Quien penetra las páginas de esta novela se entrega al vértigo del infierno: cientos de voces que se articulan en torno de la muerte de un líder que era la esperanza de quienes sobreviven rasguñando las paredes del infortunio. Voces que no son voces sino lamentos, gritos de indignación, crujido del futuro cercenado por los delirios de un demente o, quizás, mutilado por la orden de un cobarde amparado en las sombras.

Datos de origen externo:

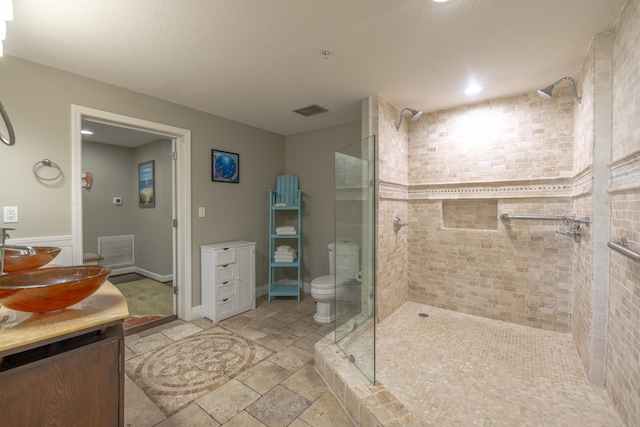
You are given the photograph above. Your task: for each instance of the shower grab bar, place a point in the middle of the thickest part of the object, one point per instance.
(566, 218)
(623, 247)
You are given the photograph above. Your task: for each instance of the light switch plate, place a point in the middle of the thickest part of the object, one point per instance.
(10, 214)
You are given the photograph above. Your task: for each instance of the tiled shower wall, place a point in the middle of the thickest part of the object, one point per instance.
(467, 166)
(623, 354)
(593, 154)
(392, 163)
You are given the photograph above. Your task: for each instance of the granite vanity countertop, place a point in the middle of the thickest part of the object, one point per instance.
(19, 329)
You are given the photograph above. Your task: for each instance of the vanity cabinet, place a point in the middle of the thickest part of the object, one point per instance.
(77, 381)
(64, 368)
(228, 279)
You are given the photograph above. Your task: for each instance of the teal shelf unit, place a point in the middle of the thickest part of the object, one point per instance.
(287, 198)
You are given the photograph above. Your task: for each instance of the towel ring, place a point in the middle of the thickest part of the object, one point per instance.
(7, 122)
(48, 163)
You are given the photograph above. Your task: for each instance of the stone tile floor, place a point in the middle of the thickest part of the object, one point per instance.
(282, 390)
(450, 369)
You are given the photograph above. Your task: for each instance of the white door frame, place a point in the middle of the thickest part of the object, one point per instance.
(182, 202)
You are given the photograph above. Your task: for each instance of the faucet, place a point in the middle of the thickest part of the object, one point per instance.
(398, 224)
(4, 247)
(575, 232)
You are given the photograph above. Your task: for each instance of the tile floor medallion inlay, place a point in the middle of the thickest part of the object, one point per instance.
(177, 374)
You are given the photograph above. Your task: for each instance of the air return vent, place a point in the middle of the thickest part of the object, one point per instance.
(310, 110)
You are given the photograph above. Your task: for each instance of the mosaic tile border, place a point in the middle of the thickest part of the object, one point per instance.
(583, 182)
(625, 173)
(556, 188)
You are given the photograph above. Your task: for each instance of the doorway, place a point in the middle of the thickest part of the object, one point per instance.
(127, 226)
(179, 222)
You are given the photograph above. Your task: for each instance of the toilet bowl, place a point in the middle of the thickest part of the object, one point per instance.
(323, 288)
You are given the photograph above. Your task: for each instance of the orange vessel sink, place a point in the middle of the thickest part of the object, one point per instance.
(18, 260)
(50, 289)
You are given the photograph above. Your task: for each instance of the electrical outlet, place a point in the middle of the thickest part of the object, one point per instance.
(10, 214)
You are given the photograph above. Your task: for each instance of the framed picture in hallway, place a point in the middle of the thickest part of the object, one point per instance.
(225, 166)
(146, 189)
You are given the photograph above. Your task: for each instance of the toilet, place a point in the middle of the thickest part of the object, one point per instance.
(323, 288)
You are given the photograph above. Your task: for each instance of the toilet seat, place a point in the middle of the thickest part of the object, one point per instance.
(323, 281)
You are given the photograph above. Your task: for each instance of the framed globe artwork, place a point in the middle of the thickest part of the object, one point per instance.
(225, 166)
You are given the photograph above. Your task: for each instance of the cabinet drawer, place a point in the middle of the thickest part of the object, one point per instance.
(224, 291)
(225, 256)
(226, 273)
(225, 307)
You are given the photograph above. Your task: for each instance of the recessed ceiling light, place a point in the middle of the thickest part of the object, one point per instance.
(311, 110)
(472, 89)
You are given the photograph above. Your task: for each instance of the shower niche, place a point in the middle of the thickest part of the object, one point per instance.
(470, 214)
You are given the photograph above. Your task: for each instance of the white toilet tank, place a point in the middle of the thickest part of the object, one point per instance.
(347, 256)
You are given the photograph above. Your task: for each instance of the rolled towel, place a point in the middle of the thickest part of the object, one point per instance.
(286, 231)
(285, 250)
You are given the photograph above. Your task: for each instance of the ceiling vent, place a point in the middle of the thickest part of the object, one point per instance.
(310, 110)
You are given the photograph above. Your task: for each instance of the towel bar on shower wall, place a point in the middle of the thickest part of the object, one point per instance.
(623, 247)
(566, 218)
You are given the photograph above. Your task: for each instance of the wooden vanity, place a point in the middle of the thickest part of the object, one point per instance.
(64, 368)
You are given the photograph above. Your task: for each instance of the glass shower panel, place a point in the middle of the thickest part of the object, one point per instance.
(355, 253)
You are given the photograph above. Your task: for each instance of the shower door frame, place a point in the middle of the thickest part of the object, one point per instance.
(355, 191)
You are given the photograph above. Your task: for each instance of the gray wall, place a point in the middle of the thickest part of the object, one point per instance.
(39, 98)
(310, 155)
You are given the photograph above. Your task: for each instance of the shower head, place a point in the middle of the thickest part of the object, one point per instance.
(415, 115)
(546, 93)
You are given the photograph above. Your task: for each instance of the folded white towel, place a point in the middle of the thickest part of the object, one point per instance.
(285, 230)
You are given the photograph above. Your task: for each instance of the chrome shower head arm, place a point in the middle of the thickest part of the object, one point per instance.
(415, 115)
(546, 92)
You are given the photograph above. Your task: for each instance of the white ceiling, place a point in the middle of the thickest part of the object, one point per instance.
(254, 61)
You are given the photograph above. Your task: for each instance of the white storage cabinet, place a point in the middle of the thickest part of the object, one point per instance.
(228, 278)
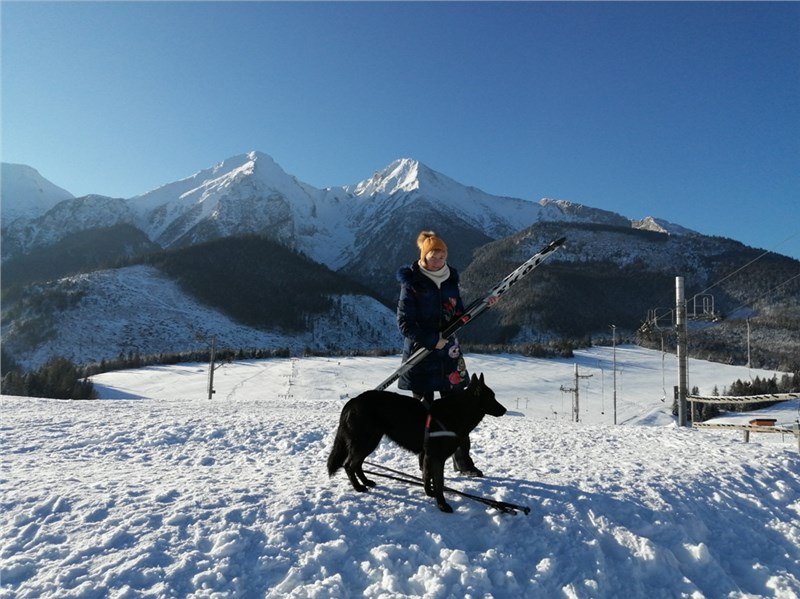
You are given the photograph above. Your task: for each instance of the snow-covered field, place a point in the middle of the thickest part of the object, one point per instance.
(156, 491)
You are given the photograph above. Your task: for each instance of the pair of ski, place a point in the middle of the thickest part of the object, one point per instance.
(503, 506)
(476, 308)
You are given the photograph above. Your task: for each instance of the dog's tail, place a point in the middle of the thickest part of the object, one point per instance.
(338, 453)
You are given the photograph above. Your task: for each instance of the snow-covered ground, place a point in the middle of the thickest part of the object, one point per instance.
(157, 491)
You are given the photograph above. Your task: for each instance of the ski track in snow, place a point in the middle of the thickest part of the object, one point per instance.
(175, 495)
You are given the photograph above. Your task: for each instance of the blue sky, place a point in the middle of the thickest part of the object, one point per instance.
(685, 111)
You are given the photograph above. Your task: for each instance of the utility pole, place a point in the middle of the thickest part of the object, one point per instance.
(614, 366)
(576, 412)
(682, 334)
(212, 350)
(211, 359)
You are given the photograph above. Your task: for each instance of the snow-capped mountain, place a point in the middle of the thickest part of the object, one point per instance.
(251, 193)
(611, 270)
(26, 194)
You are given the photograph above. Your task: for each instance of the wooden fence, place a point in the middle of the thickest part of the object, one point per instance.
(755, 426)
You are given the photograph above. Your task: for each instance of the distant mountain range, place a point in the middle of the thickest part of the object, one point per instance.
(614, 270)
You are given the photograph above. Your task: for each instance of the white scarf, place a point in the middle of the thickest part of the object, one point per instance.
(437, 276)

Torres nos va conduciendo por las calles en las que estallan robos, barrios en los que hay cientos de hombres que deciden sacrificar su vida por la muerte de Gaitán y mujeres que asumen su destino de viudas. Emergen, igualmente, disidentes que señalan con bravuconería de matón de esquina, “por fin le dieron a ese negro hijueputa”, sin pensar, al afirmar, que ellos, al igual que el muerto, son herederos de la misma cepa genética, sin sospechar que comparten el mismo destino de la nación que a partir de ese momento empezó a desbarrancarse, a hacerse trizas entre la gritería y los robos, entre los incendios y las balaceras.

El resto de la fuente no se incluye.